Downsides? The Lineartronic CVT is not good. It has an 8-speed “manual” mode, but driving the Forester would be an immensely better experience with a traditionally geared transmission. Starlink is also as bothersome as it always is, with a less-than-intuitive interface and slow response times. There’s also too many controls integrated into the infotainment center itself, but we won’t wax poetic on our wholehearted lament for touchscreens taking over buttons in this review.

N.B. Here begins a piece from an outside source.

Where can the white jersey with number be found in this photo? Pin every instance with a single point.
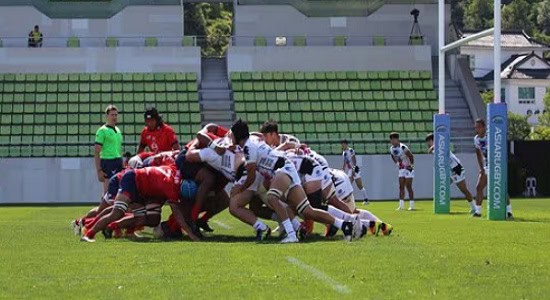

Pricier, but better, than ever

The 2025 Subaru Forester starts at $29,695, with our top-trim Touring version carrying a $39,995 base price and this specific vehicle ticking in at $41,390. That’s a far cry from inexpensive, but in a world in which it feels like every vehicle is $50k, $41k feels comfortable and easily palatable. The Forester’s powertrain and touchscreen are perpetual frustration points for those who pay a lot of attention to these kinds of things, yet most Forester buyers likely won’t care, notice, or have a basis for comparison other than their prior Forester. This new Touring trim might not enhance the Forester’s driving experience in any way, but it does make the time spent driving it more enjoyable. Like safety, it’s almost impossible to put a price on that, and Subaru has a winner here even if the engine, transmission, and infotainment aren’t.


  • Spacious
  • Visibility
  • Safe as safe gets
  • Easy going and capable in all conditions
  • Comfortable interior, good ride quality


  • CVT works fine but is dreadful to listen to
  • Bland looks
  • Outpowered by the competition
  • Starlink is slow, can be difficult to use, and houses too many controls

The Takeaway

Those looking for a safe, reputable crossover with loads of space, all-wheel-drive, and all the safety tech one of the safest auto manufacturers offer will find a lot to like in the 2025 Subaru Forester Touring. Enthusiasts or those looking for an engaging driving experience need not apply.